MHB Understanding Disjoint Cycles: $k_1$ and $k_2$

[mathmari]

Hey!

$$k_1=(a_1 \ \ \ a_2 \ \ \ \dots \ \ \ a_m)$$
$$k_2=(b_1 \ \ \ b_2 \ \ \ \dots \ \ \ b_n)$$

These cycles are disjoint if each $a_i$ is $\neq$ from each $b_j$.
We remark that $k_1(a_i) \neq a_i$ and since $a_i$ isn't any of the $b_j$ that means that $k_2(a_i)=a_i$.
Respectively: $k_2(b_j) \neq b_j \ \ \ \forall j \ \ \ \text{ and } \ \ \ k_1(b_j)=b_j$.What I understand from that is the following:
These cycles are disjoint if all the elements are different.
It stands that $k_1(a_i) \neq a_i$ because if $k_1(a_i)=a_i$ then we wouldn't write this element in the cycle but since it exists there it must be $k_1(a_i) \neq a_i$. And since the $a_i$'s and $b_j$'s are all different, at the cycle $k_2$ there is no $a_i$, that means that it must be $k_2(a_i)=a_i$.Could you tell me if I have understood it right?? (Wasntme)

 

[I like Serena]

Hey!

$$k_1=(a_1 \ \ \ a_2 \ \ \ \dots \ \ \ a_m)$$
$$k_2=(b_1 \ \ \ b_2 \ \ \ \dots \ \ \ b_n)$$

These cycles are disjoint if each $a_i$ is $\neq$ from each $b_j$.
We remark that $k_1(a_i) \neq a_i$ and since $a_i$ isn't any of the $b_j$ that means that $k_2(a_i)=a_i$.
Respectively: $k_2(b_j) \neq b_j \ \ \ \forall j \ \ \ \text{ and } \ \ \ k_1(b_j)=b_j$.What I understand from that is the following:
These cycles are disjoint if all the elements are different.
It stands that $k_1(a_i) \neq a_i$ because if $k_1(a_i)=a_i$ then we wouldn't write this element in the cycle but since it exists there it must be $k_1(a_i) \neq a_i$. And since the $a_i$'s and $b_j$'s are all different, at the cycle $k_2$ there is no $a_i$, that means that it must be $k_2(a_i)=a_i$.Could you tell me if I have understood it right?? (Wasntme)

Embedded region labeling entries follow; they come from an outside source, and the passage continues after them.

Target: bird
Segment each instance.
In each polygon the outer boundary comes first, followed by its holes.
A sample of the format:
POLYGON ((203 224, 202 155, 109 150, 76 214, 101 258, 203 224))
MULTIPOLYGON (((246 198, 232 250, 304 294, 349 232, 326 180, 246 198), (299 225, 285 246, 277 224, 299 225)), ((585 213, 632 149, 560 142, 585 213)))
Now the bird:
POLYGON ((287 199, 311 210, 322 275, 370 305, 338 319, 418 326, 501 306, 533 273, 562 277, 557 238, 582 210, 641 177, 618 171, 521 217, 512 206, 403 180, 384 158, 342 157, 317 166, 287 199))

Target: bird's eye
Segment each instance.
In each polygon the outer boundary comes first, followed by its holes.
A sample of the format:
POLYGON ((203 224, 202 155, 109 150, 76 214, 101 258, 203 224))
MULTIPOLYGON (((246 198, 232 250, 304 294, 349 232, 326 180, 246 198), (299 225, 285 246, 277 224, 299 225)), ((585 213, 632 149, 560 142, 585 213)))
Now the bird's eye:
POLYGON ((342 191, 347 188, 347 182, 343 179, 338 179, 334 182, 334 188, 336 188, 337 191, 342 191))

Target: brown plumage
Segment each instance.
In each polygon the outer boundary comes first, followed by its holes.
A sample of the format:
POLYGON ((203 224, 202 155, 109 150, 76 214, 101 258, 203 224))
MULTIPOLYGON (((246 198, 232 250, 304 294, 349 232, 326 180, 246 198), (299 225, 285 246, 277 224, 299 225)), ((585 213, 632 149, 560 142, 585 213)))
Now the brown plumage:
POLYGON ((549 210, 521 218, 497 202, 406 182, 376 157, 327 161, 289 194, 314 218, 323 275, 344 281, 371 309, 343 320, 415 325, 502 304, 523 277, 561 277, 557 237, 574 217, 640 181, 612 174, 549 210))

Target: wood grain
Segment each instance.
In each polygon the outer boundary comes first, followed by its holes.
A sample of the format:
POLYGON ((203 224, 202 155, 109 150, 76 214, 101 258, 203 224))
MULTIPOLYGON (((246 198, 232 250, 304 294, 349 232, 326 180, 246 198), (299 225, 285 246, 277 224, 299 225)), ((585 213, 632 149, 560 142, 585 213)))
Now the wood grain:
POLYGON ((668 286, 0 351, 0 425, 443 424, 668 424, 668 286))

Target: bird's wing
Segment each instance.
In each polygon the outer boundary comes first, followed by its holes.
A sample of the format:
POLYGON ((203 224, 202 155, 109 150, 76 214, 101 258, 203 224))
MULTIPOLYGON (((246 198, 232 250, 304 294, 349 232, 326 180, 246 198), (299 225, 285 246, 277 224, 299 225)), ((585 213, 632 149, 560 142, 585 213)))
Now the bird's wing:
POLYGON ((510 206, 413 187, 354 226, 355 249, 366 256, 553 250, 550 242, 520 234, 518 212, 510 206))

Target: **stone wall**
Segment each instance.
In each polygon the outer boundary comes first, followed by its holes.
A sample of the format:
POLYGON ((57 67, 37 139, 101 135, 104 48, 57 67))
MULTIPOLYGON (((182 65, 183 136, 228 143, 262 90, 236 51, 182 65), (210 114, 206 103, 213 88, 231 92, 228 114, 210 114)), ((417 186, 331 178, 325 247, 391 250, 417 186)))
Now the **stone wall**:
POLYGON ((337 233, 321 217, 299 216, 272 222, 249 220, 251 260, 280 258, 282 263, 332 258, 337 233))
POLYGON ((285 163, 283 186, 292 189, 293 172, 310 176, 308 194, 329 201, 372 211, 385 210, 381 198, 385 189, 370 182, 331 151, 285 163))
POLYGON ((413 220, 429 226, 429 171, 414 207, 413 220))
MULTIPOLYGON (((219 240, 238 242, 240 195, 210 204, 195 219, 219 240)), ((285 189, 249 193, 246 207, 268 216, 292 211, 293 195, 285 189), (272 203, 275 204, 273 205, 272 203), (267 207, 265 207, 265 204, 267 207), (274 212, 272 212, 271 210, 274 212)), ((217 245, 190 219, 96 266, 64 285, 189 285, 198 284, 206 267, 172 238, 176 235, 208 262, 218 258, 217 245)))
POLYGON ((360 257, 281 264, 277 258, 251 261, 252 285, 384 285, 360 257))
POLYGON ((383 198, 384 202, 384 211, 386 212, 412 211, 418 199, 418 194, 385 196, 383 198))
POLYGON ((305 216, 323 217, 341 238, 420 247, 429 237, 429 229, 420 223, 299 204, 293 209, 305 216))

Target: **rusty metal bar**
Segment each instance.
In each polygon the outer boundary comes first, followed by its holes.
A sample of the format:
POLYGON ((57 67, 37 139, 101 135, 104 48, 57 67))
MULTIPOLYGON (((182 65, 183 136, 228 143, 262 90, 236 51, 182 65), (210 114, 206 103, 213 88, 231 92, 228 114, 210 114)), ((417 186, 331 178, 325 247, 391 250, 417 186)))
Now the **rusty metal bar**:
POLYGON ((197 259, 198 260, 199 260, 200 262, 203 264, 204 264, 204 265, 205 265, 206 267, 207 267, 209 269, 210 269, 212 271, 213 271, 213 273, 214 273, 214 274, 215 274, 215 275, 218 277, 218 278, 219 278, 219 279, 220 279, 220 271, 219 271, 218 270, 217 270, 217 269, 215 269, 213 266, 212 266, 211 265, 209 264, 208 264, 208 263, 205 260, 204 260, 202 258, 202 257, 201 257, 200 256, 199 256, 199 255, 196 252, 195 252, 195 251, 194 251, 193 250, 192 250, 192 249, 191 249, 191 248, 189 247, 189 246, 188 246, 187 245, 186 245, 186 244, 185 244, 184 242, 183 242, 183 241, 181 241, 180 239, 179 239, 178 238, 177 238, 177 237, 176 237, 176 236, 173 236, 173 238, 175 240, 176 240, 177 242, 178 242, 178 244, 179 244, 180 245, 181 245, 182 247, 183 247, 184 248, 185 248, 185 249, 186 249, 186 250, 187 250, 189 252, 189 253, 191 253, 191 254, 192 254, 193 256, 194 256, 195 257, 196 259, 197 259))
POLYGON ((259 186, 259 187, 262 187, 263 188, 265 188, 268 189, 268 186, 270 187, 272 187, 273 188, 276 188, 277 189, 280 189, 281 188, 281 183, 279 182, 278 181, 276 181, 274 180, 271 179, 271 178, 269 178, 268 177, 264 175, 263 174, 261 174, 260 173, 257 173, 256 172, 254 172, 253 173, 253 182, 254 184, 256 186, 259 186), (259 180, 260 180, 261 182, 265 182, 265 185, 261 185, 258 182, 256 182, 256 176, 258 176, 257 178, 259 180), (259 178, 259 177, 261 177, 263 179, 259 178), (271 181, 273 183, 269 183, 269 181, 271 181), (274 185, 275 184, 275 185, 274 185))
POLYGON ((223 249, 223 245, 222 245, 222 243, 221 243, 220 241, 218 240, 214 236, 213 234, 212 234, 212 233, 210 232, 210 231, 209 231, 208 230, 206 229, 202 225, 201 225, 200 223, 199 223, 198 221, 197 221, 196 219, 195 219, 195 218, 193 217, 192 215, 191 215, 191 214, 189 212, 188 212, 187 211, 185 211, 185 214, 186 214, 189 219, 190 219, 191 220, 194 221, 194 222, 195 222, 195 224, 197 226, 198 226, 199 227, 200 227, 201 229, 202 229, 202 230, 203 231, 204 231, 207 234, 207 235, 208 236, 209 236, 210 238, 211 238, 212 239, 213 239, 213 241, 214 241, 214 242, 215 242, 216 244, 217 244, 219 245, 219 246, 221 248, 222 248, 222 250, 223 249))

Yep. You've understood it right! (Smile)But... suppose we pick $m=1$.
Then $k_1 = (a_1)$.
But... but... that would mean that $k_1(a_1) = a_1$.
How can that be? (Wondering)

 

[Deveno]

There are some "conventions" that get around that difficulty:

1. We do not define 1-cycles at all, or
2. We note ALL 1-cycles are the identity, and define disjoint cycles for non-identity cycles only, or
3. We amend the statement of the original post to stipulate that $m,n > 1$

The decomposition of a permutation into disjoint cycles isn't "unique" much like factorization of integers isn't unique if we allow factors of units, or different ordering of primes. We can get around this by:

a) Omitting all 1-cycles
b) Ordering each cycle $(a_1\ a_2\ \dots\ a_n)$ so that $a_1 = \min(a_1,a_2,\dots,a_n)$
c) Ordering each product of disjoint cycles:

$(a_1\ a_2\ \dots\ a_{n_1})(b_1\ b_2\ \dots\ b_{n_2})\cdots(k_1\ a_2\ \dots\ k_{n_r})$

so that: $a_1 < b_1 < \cdots < k_1$.

These "technical details" are often glossed over, just as factorization of primes usually doesn't insist the primes are listed in increasing order, but we tend to do it anyway.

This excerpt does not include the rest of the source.